La historia literaria ha demostrado que la concentración en la obra, el alejamiento de la tradición, el modo de prescindir del lector y la distorsión intelectual del corpus lingüístico —eminentemente tradicional— condujo a un cierto desmoronamiento de la novela (y de la poesía), ahora aislada en su torre de marfil. La vanguardia modernista creaba objetos de arte irrepetibles, ajenos a la tradición y a lo que se llamaba entonces convention, y exclusivamente vinculados a la intelectualidad única del autor, y por eso los objetos de arte acababan resultando inaprensibles y lejanos.

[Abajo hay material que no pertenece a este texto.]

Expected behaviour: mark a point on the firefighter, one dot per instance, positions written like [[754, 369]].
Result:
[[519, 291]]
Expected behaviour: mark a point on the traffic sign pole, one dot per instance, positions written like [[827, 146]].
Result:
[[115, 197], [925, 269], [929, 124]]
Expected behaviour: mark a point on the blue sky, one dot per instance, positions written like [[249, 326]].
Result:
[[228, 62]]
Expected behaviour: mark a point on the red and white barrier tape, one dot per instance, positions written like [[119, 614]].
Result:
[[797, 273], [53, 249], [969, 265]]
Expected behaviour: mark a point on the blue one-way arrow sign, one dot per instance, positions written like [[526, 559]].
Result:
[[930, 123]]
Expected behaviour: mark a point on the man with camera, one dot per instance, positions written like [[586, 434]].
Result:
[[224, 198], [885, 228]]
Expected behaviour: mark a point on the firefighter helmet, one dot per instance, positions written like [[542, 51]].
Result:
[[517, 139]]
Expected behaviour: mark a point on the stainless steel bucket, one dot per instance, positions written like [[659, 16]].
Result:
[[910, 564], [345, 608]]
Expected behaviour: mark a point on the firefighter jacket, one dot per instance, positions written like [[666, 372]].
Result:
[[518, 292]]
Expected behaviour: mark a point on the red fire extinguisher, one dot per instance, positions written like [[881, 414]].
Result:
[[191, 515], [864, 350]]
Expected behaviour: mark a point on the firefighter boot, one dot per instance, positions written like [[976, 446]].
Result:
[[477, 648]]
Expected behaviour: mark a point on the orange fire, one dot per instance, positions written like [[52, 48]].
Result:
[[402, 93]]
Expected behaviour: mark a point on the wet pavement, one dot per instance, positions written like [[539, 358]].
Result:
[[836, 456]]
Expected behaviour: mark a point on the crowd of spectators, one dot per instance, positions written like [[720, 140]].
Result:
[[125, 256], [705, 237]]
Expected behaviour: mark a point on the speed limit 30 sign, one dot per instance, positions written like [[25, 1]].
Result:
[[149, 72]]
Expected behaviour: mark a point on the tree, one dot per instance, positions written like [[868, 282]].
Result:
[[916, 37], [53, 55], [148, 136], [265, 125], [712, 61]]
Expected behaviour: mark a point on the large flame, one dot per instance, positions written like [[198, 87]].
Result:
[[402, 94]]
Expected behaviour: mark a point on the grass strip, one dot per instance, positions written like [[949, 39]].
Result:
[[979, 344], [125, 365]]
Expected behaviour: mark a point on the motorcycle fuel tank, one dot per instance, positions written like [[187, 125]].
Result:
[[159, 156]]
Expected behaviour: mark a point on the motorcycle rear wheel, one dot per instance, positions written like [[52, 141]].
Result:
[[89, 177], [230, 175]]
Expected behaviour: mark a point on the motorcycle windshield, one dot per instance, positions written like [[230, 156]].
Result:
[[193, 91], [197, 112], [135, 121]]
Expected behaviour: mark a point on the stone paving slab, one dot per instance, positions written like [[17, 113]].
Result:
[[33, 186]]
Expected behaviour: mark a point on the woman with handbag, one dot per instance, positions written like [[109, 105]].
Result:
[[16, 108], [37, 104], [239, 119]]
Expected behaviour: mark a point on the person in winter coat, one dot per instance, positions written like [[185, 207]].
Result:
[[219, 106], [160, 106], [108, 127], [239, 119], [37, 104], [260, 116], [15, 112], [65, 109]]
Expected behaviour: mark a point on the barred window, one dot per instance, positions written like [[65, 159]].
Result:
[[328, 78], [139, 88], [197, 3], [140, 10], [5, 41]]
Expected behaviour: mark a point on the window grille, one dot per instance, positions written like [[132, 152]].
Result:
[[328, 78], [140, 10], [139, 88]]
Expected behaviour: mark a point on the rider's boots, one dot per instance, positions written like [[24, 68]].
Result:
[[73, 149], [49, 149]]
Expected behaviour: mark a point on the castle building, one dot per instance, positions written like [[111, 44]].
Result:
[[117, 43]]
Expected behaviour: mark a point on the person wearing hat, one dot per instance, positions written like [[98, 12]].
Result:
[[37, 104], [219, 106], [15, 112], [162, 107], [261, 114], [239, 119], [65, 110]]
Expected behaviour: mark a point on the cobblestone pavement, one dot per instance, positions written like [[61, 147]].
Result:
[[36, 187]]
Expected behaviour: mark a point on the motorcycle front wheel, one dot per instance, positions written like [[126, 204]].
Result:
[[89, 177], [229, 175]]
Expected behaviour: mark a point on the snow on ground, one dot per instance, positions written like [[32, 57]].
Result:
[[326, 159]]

Cuando Arnold Bennett publica «Is the novel decaying?» en marzo de 1923, en el Cassell Weekly, la respuesta de Woolf no se hace esperar. Escribe su segundo ensayo de la serie «Mr. Bennett y Mrs. Brown» y, directamente, se pregunta: «What is reality?». ¿Y quién puede juzgar lo que es real o no?, añade. «Un personaje puede ser real para el señor Bennett y ser completamente irreal para mí». Virginia Woolf insiste en la existencia de algo más relevante que el mundo material a la hora de describir la realidad del mundo. «Nos han ofrecido una casa con la esperanza de que seamos capaces de deducir cómo son los seres humanos que viven dentro». La realidad woolfiana era una angustiosa aventura por «la selva interior»; la apariencia caótica de los trabajos de los nuevos novelistas tenía mucho que ver con la dificultad de organizar lógicamente el mundo interior, naturalmente caótico. Kafka, Proust, Joyce o la propia Virginia Woolf pertenecían a esta estirpe en la que la realidad ya no era «lo que nos habían contado». «Cuando miras hacia el interior, la vida parece estar muy lejos de ser así». El mundo no era para ellos sino una turbulencia de «impresiones», destellos evanescentes, ensoñaciones, vaguedad y confusión…, «el titileo de la llama que existe en la interioridad más profunda», y, en fin, un ejercicio de autoexploración de un yo turbulento y problemático, «con la menor presencia posible de lo ajeno y lo externo».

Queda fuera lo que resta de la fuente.